Orbit - An Hg software leadership podcast

Skin in the game: Professor Neil Lawrence on vulnerability, accountability and why the next generation will thrive.

Episode Summary

From oil rigs to Amazon's machine learning division and now Cambridge's DeepMind chair, Professor Neil Lawrence brings a refreshingly grounded perspective to AI. Lawrence introduces his "atomic human" concept; arguing it's not our capabilities but our vulnerabilities and limitations that make us irreplaceable. Drawing on experiences watching his coding assistant try to claim authorship and building systems at Amazon, he illuminates why accountability requires skin in the game and why machines can never truly stand behind decisions the way humans must.

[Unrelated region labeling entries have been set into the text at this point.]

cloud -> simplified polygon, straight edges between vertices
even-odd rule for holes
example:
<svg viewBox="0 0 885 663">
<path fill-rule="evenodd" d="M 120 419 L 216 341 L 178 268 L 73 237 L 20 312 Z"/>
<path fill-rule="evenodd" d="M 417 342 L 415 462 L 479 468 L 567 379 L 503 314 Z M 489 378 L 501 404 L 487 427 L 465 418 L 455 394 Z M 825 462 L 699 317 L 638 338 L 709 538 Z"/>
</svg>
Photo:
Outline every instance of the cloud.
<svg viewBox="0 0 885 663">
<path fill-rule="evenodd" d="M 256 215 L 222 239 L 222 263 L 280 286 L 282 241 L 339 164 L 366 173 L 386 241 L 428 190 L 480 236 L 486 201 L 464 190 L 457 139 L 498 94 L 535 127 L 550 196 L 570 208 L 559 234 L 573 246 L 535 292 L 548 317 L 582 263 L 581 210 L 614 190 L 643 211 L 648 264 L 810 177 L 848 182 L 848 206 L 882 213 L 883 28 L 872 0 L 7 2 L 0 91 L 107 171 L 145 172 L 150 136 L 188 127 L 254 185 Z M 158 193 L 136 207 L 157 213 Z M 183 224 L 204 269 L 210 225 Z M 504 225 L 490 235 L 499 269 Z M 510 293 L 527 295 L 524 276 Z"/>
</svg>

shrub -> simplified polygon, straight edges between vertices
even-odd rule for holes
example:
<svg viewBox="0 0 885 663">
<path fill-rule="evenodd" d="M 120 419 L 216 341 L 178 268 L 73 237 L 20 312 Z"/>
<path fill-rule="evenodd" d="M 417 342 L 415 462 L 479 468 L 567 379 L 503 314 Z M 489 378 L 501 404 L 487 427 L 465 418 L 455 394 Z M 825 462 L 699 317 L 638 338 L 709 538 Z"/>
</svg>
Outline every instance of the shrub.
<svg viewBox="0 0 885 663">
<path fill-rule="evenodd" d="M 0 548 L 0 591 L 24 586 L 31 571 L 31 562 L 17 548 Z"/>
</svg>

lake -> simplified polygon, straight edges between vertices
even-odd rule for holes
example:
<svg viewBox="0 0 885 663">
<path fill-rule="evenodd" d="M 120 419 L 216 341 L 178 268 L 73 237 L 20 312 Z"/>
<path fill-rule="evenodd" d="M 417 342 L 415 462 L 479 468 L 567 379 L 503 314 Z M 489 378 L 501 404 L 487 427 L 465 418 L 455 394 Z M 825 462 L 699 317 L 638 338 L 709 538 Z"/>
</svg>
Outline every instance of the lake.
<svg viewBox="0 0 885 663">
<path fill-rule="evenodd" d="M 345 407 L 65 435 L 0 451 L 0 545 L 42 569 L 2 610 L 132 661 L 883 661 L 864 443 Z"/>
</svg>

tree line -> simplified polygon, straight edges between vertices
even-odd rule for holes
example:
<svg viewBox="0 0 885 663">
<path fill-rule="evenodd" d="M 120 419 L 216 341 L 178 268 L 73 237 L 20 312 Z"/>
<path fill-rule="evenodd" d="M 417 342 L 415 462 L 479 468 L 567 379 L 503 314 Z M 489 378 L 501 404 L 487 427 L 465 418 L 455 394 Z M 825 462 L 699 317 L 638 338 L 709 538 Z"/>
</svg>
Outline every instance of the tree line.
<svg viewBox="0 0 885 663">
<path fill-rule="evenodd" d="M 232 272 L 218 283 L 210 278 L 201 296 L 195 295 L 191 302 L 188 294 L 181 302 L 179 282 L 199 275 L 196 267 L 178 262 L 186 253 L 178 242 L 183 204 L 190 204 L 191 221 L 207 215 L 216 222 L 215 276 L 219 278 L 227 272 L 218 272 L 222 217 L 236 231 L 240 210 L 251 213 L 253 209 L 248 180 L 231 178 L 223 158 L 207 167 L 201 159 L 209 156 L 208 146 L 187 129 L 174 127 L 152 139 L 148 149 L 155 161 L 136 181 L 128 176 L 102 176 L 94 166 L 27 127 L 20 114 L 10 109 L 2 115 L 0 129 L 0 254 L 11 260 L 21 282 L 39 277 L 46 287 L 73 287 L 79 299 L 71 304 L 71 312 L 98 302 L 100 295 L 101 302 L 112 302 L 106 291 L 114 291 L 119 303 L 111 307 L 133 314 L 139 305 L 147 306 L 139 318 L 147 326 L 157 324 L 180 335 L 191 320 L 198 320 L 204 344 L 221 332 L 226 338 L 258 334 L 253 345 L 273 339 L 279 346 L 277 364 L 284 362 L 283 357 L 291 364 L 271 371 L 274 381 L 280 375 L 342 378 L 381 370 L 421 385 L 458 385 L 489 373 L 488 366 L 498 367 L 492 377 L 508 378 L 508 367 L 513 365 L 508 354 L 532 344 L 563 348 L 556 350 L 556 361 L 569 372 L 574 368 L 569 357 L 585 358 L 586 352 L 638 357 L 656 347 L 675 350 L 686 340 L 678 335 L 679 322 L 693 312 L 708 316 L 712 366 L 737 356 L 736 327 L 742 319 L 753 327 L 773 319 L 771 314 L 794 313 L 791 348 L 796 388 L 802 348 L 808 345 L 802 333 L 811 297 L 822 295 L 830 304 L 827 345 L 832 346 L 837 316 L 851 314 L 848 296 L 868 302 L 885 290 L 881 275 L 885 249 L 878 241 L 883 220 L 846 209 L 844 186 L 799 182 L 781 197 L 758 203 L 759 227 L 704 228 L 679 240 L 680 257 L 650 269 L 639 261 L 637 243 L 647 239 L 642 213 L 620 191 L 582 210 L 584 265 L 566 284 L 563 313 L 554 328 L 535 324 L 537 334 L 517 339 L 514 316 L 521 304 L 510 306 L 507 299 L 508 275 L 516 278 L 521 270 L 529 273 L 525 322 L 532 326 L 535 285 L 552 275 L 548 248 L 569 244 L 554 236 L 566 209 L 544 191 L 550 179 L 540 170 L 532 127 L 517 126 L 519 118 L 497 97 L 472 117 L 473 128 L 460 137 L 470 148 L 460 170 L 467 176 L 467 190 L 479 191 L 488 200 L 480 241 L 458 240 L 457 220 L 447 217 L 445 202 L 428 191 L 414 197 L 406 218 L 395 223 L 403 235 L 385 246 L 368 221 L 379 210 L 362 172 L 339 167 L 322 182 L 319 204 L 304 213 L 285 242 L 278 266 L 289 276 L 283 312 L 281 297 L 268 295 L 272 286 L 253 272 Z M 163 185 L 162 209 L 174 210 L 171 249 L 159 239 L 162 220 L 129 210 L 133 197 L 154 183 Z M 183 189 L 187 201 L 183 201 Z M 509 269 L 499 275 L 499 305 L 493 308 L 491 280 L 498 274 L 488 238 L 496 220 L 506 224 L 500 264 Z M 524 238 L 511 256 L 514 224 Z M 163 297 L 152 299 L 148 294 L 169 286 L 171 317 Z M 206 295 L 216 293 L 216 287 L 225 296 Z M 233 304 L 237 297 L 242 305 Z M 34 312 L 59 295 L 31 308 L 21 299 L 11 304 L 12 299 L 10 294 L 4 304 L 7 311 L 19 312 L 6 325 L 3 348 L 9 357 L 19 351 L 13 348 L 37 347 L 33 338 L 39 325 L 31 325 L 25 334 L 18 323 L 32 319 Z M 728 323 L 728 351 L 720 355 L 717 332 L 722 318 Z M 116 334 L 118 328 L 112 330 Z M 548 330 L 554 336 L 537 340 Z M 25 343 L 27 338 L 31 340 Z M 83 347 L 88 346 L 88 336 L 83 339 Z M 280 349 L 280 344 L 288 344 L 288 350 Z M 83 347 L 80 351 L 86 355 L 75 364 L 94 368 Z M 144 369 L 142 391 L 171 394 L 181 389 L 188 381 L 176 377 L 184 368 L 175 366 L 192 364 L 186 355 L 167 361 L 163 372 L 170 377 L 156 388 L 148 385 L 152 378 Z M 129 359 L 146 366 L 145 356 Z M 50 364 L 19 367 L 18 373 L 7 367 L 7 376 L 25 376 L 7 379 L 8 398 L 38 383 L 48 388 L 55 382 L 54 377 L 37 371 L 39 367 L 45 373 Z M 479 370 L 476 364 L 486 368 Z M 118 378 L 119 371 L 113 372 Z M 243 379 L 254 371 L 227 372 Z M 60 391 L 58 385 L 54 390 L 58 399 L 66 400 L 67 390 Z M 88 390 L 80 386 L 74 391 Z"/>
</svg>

His mechanical engineering background shines through in vivid analogies that make complex ideas tangible and even delightful. The conversation builds to a genuinely uplifting conclusion about the next generation. Lawrence dismisses the disempowering AGI narrative sold by tech incumbents protecting their turf, arguing instead that today's young people see the world as it is and are excited to shape it. His insistence that "people aren't stupid"—from public dialogues to business customers consistently asking for improvements in healthcare and education—makes the case for staying connected to customers and trusting the next generation to steer technology toward what we care about most. It's a perfect note to end the year on: pragmatic, human-centred, and genuinely hopeful.